「お前な。俺のお姫様にさっきから何言ってんだ。お前を愛するつもりはない? お飾りの妻? はあああ? 寝言も休み休み言え!」

 私は両目を大きく見開いた。

「ちょっと、アッシュ、いつから聞いてたの?」
「最初から!」

 そうか。
 この人は私を水晶玉でずっと見ていられる人だった。
 物陰でずっと見ていてくれたのね。

「無礼な。僕を誰だと思ってる! 王子だぞ!」

 腫れた頬を撫でながら王子は言った。

「甘ったれのクソガキだろ?! 何が王子だ。うるせーよ。バーカ」
「なんだとう?」

 いきり立つ王子にアッシュは人差し指をくいと曲げて言う。

「やるのか? 受けてたつぜ」

 そして王子の前に頬を突き出した。

「先に手を出したからな。ハンデとして5発殴られてやるよ。絶対に抵抗しないから、さあ、やれ」

 背が高いとはいえ、女性VS男性なのに、明らかにアッシュの方が強く見える。
 きっと殴られた後にボコボコにするんだろうな、という未来まで見えた。
 しかし。

「ちょっと、ダメよ、アッシュ。あなたの綺麗な顔が傷ついちゃう」

 私は焦って彼女を止めた。
 せっかくの恵まれた資産は大事にしてもらいたい。

「数日で治るさ。さあ、やれ!」
「いや、それは……できない。
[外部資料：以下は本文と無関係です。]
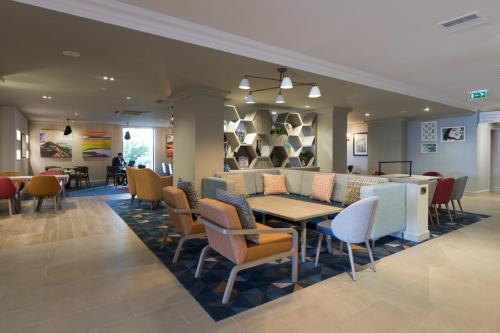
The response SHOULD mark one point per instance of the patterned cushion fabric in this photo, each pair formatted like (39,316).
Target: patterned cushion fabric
(322,186)
(354,186)
(274,184)
(239,183)
(191,193)
(245,214)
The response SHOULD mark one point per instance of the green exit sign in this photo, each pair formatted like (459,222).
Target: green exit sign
(478,94)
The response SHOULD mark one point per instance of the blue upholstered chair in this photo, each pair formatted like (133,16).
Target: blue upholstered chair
(353,225)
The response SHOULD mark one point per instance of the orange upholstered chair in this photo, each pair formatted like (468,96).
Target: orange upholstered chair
(226,236)
(41,187)
(181,218)
(149,185)
(132,189)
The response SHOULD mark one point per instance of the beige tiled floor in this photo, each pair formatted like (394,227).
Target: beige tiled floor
(84,271)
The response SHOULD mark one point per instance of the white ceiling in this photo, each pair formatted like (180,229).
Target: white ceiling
(148,68)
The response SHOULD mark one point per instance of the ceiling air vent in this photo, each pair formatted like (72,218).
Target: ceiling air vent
(463,22)
(132,113)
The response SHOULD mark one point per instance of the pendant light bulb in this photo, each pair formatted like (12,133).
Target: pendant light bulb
(280,99)
(250,99)
(244,84)
(68,130)
(314,92)
(286,83)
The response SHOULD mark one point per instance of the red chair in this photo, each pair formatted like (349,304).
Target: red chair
(8,191)
(433,174)
(442,196)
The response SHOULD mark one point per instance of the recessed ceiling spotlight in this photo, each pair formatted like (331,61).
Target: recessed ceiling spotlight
(71,54)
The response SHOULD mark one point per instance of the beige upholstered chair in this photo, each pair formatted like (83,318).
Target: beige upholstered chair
(181,218)
(131,183)
(226,237)
(149,185)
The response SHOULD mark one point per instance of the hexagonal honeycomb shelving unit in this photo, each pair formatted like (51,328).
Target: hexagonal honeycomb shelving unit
(292,142)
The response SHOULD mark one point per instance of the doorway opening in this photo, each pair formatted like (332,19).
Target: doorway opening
(140,147)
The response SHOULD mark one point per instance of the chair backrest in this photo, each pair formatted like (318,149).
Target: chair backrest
(233,247)
(459,188)
(444,190)
(432,174)
(354,224)
(176,198)
(132,189)
(43,186)
(431,190)
(7,188)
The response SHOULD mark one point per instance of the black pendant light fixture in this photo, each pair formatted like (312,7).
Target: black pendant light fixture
(68,130)
(127,134)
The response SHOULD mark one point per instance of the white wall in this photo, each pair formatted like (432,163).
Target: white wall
(11,119)
(360,163)
(97,166)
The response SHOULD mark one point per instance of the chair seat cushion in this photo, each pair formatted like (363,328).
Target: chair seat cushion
(269,244)
(325,227)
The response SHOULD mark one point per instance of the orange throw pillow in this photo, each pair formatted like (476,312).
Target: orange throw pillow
(322,186)
(274,184)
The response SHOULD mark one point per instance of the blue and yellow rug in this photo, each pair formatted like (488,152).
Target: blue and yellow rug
(259,285)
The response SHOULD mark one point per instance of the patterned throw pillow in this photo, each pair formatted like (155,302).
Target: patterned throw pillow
(274,184)
(191,193)
(247,219)
(239,183)
(354,186)
(322,186)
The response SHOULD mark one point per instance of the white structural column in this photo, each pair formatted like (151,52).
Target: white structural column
(198,134)
(331,140)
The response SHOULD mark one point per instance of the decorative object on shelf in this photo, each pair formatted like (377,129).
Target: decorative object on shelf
(170,145)
(96,144)
(360,144)
(453,134)
(54,144)
(68,130)
(428,131)
(428,148)
(285,82)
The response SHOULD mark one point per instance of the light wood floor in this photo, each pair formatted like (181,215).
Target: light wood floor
(83,270)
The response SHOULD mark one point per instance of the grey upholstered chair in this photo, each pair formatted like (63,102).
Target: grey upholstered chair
(458,193)
(353,225)
(430,194)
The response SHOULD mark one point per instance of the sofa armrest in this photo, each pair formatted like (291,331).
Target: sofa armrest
(209,186)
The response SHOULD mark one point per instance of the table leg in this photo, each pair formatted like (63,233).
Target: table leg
(303,225)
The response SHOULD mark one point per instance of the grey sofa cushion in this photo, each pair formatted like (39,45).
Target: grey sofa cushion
(306,184)
(247,219)
(293,180)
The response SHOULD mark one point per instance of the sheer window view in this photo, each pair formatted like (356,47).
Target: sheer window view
(140,147)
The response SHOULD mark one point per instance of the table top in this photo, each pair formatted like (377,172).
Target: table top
(29,177)
(290,209)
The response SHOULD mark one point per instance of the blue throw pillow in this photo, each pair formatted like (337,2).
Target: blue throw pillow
(247,219)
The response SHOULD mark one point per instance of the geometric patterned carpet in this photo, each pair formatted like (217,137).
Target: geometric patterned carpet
(259,285)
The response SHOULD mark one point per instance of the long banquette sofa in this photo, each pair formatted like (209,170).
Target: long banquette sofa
(391,213)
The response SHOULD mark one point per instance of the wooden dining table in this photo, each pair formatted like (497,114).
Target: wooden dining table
(292,210)
(28,178)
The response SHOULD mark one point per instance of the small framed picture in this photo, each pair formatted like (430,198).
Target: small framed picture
(360,144)
(453,134)
(428,148)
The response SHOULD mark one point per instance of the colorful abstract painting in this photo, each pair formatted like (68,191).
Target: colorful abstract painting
(96,144)
(54,144)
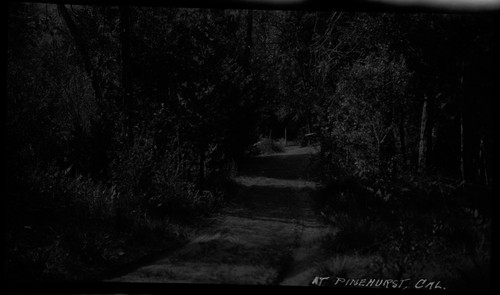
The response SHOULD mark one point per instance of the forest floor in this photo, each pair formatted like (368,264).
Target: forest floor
(268,233)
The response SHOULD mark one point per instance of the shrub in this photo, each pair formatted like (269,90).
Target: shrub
(269,146)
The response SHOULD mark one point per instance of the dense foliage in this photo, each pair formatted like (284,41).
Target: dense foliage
(135,117)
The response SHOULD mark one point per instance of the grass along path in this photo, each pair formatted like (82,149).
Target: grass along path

僕は……平和主義なんだ!」

 王子は、真っ赤な顔をしてそう言った。

「情けねえやつだな」

 アッシュは私の腕をつかむと「さあ、帰るぞ」
 グイグイ引っ張る。

「ちょ、待って」
「こんなところにいられるか」

 アッシュはかんかんに怒っていて、引っ張る力もものすごく強い。
 私は何度も王子を振り返ったが、彼は魂が抜けたように呆然としていた。
 バルコニーを出て大股で歩くアッシュに私は言う。

「お願い。アッシュ。止まって」

 やっとアッシュは立ち止まってくれた。
 私はゆっくりと彼女の腕をふりほどく。

「君は物語の主人公だ。誰よりも幸せになる義務がある。俺がそうさせてやる。たとえ運命を捻じ曲げてでも」

「私のために怒ってくれてありがとう。でも、私、戻るね」
「はあ? あんなやつのところに? ダメだ。行かせない」

 アッシュはとんでもないという風に眉毛をあげた。

「戻るの。もう決めてるの」
「なんでだよ!」
「私がシンデレラだからよ。この話に責任があるの。逃げられないわ」
「……君は物語の主人公だ。誰よりも幸せにならなきゃ。あいつじゃ無理だ」
「逃げても何も変わらない」

 私のためにこんなに怒ってくれるアッシュに申し訳ないなと思いつつも私は一歩も引かなかった。
 アッシュは、ぼりぼりと長く綺麗な髪をかきまぜて苦悩を示した後、きっぱりと言った。

「自分が犠牲になればいいとか思うなよ。物語を成立させるために」
「私は誰かの犠牲になんかならないから安心して。私ほど自分の幸せに対して貪欲な人間はいないと思うから」
「くそう。ツッコミどころがたくさんあるけど、多分説得できない」

 アッシュは溜め息まじりにこう言った。

「わかった。その代わり俺も行く」
「心強いわ」

 私はホッとして笑顔を見せた。